British and Irish ministers are holding a formal meeting in London on Wednesday, in a process envisaged by the Good Friday agreement.
This is the first intergovernmental meeting of its kind in a decade, aiming to address the political deadlock in Northern Ireland.
Belfast has been unable to form a power-sharing government for more than a year; the country is run from London (Home Rule) and day-to-day affairs run by the civil service.
Unionists hold significant influence over Theresa May’s government, as her cabinet depends on the Democratic Unionist Party (DUP) in the House of Commons.
The DUP views the intergovernmental institution with suspicion, as it fears Dublin is seeking greater political influence in the UK; unionists are dismissing the intergovernmental body as a “talking shop” and appear substantially at ease with the political status quo.
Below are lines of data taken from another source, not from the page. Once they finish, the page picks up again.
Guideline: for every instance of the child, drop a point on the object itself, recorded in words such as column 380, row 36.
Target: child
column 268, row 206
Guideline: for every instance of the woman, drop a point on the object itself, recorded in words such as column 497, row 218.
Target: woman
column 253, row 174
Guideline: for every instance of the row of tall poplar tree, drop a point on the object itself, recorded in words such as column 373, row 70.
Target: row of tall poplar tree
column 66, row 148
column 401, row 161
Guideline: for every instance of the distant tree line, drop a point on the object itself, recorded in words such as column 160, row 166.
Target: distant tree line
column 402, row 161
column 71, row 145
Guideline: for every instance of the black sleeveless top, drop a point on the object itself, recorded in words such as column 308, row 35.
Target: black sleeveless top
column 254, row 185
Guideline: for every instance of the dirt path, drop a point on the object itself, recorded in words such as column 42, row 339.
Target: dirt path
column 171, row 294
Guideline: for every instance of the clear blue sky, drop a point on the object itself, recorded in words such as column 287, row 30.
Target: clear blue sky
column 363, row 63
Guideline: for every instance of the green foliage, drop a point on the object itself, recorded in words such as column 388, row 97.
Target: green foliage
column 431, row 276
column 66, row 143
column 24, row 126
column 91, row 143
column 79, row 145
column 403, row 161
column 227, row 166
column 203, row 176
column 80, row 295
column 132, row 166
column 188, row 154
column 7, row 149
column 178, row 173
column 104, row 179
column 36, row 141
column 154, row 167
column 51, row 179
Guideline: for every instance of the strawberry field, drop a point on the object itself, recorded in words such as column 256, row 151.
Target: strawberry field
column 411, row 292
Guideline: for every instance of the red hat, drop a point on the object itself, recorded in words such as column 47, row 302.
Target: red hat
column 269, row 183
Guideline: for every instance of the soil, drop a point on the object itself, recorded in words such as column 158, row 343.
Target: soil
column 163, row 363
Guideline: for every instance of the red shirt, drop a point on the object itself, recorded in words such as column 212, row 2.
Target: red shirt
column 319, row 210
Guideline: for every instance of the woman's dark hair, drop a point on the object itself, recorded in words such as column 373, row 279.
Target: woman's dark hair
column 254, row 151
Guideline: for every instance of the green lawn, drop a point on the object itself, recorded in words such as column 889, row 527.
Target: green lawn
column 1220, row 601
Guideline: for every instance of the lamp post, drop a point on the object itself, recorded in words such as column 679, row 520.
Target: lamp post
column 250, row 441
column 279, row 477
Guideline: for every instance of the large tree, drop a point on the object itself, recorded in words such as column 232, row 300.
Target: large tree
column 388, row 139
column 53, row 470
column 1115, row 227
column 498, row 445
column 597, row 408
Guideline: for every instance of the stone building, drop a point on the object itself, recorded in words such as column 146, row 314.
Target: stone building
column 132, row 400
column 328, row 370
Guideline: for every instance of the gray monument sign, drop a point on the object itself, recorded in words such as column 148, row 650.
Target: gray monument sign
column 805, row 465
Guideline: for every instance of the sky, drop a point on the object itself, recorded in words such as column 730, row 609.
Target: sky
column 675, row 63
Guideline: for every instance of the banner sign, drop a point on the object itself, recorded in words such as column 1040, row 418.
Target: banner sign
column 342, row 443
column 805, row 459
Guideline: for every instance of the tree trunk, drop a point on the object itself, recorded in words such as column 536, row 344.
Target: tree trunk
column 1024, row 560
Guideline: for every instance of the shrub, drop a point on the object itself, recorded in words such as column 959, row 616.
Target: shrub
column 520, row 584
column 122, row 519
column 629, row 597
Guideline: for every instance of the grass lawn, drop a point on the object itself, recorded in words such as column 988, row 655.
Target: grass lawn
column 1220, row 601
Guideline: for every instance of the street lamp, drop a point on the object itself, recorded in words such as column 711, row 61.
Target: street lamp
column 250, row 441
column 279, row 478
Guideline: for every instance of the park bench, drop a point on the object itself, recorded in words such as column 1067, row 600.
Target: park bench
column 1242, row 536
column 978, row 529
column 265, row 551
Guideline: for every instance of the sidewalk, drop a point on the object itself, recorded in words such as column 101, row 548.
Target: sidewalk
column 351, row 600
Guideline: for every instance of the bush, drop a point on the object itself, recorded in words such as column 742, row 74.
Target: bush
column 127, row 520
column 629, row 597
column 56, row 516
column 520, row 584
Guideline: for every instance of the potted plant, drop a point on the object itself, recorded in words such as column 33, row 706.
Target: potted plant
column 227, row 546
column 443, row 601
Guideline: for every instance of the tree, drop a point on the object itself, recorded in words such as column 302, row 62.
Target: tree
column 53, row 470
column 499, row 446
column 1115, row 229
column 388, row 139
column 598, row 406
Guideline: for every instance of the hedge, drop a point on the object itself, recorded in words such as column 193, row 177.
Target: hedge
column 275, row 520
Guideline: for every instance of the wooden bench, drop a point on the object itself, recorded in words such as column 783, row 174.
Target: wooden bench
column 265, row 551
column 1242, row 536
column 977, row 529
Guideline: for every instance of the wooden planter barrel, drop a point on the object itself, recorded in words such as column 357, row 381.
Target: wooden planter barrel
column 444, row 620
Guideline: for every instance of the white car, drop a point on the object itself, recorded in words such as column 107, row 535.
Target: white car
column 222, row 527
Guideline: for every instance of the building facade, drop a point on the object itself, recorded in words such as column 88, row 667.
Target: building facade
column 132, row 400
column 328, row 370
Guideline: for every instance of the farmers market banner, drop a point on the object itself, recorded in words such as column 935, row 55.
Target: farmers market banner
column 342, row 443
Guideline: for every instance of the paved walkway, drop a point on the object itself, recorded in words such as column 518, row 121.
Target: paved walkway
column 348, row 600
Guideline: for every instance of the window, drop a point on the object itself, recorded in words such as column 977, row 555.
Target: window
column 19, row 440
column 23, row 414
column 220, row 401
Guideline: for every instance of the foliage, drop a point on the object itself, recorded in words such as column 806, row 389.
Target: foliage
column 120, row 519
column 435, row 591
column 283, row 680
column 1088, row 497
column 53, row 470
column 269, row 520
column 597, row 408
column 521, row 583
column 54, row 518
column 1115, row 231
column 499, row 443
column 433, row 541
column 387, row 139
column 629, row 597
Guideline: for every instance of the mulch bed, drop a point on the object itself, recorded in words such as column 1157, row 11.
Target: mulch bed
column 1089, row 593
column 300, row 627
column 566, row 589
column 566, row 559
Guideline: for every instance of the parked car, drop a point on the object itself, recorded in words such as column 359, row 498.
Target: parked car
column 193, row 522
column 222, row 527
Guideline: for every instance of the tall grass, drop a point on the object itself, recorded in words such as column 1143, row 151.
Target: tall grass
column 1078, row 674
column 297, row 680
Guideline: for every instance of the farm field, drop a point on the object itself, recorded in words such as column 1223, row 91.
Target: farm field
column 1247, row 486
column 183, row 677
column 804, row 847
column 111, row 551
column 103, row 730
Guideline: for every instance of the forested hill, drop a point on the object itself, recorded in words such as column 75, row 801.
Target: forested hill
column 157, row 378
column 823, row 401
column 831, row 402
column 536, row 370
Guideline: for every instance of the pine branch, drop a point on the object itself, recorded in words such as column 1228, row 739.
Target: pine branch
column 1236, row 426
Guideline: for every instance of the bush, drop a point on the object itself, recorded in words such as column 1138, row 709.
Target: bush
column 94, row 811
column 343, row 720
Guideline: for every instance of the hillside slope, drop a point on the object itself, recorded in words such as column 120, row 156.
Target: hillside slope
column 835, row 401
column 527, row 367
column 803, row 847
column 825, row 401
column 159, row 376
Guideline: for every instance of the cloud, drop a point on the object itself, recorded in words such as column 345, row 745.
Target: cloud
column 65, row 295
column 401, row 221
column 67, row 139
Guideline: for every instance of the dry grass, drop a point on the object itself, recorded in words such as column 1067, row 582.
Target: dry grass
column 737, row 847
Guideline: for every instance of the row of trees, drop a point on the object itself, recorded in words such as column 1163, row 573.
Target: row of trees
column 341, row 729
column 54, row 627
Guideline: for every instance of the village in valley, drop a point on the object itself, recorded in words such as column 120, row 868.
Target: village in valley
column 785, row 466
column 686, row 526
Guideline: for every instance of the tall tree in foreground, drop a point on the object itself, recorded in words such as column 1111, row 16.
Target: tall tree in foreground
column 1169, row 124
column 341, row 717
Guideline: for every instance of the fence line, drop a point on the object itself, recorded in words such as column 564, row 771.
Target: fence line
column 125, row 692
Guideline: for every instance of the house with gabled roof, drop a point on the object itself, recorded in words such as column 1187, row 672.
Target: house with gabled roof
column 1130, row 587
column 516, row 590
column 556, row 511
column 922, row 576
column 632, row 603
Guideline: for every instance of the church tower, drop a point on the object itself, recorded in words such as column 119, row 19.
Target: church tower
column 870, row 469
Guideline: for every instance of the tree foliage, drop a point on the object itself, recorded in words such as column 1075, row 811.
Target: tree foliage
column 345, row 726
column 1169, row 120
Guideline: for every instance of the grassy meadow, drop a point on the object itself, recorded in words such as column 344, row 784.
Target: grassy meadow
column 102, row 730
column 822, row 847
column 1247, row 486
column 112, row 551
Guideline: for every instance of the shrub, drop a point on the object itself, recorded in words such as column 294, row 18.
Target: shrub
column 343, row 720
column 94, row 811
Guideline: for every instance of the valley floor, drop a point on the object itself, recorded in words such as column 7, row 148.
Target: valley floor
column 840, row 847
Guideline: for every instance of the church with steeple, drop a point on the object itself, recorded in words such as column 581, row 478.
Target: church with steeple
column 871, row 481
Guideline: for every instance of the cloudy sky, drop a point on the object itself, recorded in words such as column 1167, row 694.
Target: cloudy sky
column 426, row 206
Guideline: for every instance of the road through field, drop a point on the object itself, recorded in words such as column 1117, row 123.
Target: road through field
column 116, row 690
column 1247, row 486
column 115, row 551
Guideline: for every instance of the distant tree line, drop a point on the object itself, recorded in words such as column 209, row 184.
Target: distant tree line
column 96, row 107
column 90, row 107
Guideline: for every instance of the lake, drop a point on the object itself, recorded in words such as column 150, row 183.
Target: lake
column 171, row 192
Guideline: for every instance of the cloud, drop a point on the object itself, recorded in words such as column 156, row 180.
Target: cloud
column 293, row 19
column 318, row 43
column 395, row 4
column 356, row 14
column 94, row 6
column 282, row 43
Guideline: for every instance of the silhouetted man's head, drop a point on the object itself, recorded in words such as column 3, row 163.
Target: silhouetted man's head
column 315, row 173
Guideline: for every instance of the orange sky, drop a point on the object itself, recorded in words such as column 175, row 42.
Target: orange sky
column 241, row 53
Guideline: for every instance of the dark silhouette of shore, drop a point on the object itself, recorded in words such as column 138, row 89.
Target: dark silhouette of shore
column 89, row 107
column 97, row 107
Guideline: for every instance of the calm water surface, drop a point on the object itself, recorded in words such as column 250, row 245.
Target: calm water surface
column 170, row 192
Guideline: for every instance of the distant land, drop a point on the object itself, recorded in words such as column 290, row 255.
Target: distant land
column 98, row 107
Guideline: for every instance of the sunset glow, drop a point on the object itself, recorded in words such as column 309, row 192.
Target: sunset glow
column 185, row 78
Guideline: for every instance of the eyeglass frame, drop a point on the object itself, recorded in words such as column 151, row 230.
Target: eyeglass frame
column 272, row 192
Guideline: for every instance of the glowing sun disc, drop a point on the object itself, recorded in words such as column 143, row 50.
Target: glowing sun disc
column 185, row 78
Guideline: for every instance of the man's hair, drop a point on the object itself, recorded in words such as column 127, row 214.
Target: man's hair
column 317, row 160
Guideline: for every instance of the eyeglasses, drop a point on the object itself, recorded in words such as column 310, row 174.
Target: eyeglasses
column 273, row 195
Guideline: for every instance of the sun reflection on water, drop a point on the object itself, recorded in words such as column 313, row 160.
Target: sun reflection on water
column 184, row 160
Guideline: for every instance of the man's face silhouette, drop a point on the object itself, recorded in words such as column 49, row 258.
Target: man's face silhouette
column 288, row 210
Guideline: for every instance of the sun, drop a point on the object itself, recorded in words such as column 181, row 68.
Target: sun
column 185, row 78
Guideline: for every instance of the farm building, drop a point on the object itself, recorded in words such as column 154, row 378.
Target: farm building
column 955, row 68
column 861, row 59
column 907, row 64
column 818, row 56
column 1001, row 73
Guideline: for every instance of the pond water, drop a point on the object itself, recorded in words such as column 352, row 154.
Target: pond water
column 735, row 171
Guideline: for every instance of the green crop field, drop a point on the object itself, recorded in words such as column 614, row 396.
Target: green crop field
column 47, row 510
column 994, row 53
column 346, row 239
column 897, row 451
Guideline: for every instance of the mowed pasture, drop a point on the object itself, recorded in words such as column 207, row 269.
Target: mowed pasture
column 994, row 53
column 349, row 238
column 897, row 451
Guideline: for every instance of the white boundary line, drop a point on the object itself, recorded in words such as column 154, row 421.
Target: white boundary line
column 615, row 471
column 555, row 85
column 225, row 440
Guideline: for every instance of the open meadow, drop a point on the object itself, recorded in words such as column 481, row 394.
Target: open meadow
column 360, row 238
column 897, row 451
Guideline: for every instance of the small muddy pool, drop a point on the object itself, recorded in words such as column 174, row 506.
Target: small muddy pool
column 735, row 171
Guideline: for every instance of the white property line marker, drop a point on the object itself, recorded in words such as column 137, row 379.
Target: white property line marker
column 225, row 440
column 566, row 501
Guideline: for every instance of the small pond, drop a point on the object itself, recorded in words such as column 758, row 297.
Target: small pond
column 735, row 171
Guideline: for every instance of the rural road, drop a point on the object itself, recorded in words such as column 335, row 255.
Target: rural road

The Irish foreign minister Simon Coveney has consistently reiterated that both Dublin and London share the role of guarantors of the Good Friday Agreement.
As long as London depends on the unionists vote it is unlikely it can mediate the restart of self-rule in Belfast. The two parties are divided on a number of issues, in a political agenda heated by Brexit talks. The Good Friday Agreement also envisages the possibility of a “unity poll” with the Republic, which Sinn Fein is keen to see as demographic and political change are changing the political mood.
The Irish issue has also been central to Theresa May’s step towards a political compromise. In this context, there are very few expectations an agreement that would restore power-sharing can be reached. The British government has been keen to deflect criticism that Brexit is undermining the Good Friday Agreement but practical issues on the ground have largely been circumvented by hardline Brexiteers. Jacob Rees-Mogg claims that the UK can always commit to an open border with or without a Brexit deal, placing the onus on the Republic to create a hard border.
The Irish foreign minister Simon Coveney is also expected to meet with Brexit Secretary Dominic Raab, in their first bilateral meeting since David Davis’ resignation.